Emergency Information Take Over
Friday, May 18, 2012
Class president Jay Bergquist receives his hood from Dr. Richard Colgan.
The brand new doctors of the Class of 2012 received their doctoral hoods on May 18, 2012 in a convocation ceremony at the Baltimore Hilton. “Convocation is a time of celebration and reflection,” said E. Albert Reece, MD, PhD, MBA, Vice President for Medical Affairs, University of Maryland, and the John Z. and Akiko K. Bowers Distinguished Professor and Dean, University of Maryland School of Medicine. “As I look back over these last few years, I am struck by your ability to balance an intense desire to achieve personal and professional goals and a strong determination to make a difference in the lives of others. Your optimism, enthusiasm, and positive outlook are absolutely inspiring. Hold fast to the vision that you have on this day, and let that vision fuel you throughout your careers.”
Keynote speaker Darrell Kirch, MD, president and CEO of the Association of American Medical Colleges, urged the students to always keep ethics in the forefront when considering their future actions as physicians. “The beautiful simplicity of medical ethics is that there are only four principles,” he says. “One, benevolence: Do good. You will get up every morning intending to do good for your patients. Two, non-malfeasance: Do no harm. Sadly, the more we learn, the more inadvertent opportunities we have to do harm. Too often we see that play out in end-of-life decisions, where we focus on prolonging life at the expense of decreased suffering. Third, autonomy. Not our autonomy as doctors, but the autonomy of our patients. They’re the ones who make the decisions. And the fourth is the one we struggle with the most – social justice. It’s our obligation to make sure all patients are treated fairly, and that we use that precious nearly three billion dollars a year we’re currently spending on healthcare in this country wisely. But when we look at the healthcare system today, we see it full of all forms of injustice.”
Kirch admitted that in the face of such challenges, many will want to take the easy way out and look out only for their self interests. “That’s when you need to remember that ethical commitment. But I think you’re the right people. I’ve learned a lot about your class. You wouldn’t have done [the many community projects in which you’ve participated] if you didn’t want to make a better healthcare system. By reaching out, you’ve already shown you understand your ethical commitment….I hope you find the courage that we all need as physicians to make good on your ethical obligations.”
Class president Jay Bergquist is confident he and his classmates will rise to the challenge. “The future is always an uncertain time, but these days, particularly so,” he said in his speech to the graduates. “The good news is that we are the ones who will have the chance to define the future of medicine. I am excited for that opportunity and cannot think of a better group of people to have as my teammates as we move forward into the great, exciting unknown that lies before us.”
Exciting is the best word to describe the atmosphere at the Hilton as the graduates finally reached this pinnacle in their education. “This is one of the biggest days of my life, I’ve been waiting for it forever!” declared Justin Kung, who is off to New York University for a residency in Psychiatry. “The last year has been a blur, kind of like a dream, because this is my dream. I can’t say enough about it. Thank you so much to everyone who helped get me here. It’s been a lot of hard work, but I’ve met some of the greatest people, whom I will keep with me the rest of my life, great friends who have gotten me through these great challenges.”
Hemal Sampat, who will be doing a combined internal medicine/pediatrics residency at Hershey Medical Center/Penn State College of Medicine in Pennsylvania, says his four years here have definitely changed him for the better. “It’s not just from learning so much and becoming part of this profession, but getting to interact with so many amazing people and such an amazing class. I feel I have become so much better, so much more mature. I’m ready now. I’m really ready to go out there – even though the thought of graduating is absolutely terrifying!”

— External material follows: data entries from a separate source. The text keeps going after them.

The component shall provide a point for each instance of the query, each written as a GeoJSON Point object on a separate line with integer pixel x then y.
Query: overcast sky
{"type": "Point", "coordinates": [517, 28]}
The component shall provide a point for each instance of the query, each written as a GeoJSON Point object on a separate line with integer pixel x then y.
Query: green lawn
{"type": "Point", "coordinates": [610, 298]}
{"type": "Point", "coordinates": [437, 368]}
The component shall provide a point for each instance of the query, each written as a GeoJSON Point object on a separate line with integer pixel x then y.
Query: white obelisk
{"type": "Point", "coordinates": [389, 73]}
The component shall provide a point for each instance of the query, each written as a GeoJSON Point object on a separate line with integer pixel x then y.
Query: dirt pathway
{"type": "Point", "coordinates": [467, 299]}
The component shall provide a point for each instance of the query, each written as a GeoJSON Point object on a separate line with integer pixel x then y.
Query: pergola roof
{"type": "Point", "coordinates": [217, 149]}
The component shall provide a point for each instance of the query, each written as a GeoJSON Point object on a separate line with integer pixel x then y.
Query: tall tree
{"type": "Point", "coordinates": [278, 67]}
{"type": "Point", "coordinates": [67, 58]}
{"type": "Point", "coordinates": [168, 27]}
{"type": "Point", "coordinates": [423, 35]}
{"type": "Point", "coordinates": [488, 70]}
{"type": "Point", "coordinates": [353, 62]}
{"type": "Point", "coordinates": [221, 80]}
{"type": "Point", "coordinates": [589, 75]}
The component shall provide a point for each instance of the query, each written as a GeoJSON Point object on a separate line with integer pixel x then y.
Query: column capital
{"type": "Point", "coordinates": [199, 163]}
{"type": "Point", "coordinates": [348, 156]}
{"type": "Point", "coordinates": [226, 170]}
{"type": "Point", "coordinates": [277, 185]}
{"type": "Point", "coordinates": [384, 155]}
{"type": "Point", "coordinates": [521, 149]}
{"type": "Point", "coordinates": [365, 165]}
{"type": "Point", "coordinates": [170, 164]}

Keynote speaker Darrell Kirch, MD, from AAMC
Dean Reece speaks about the many successful doctors who have graduated from the School of Medicine in its 205-year history.
Mace bearer Jordan Warnick, PhD, was chosen by the students for this honor.
The graduates of the Masters Program in Genetic Counseling
Graduating med student recite the Hippocratic Oath after receiving their hoods, to remind them about their obligations in the practice of medicnie.
Our new Doctors of Physical Therapy at their pre-commencement hooding ceremony.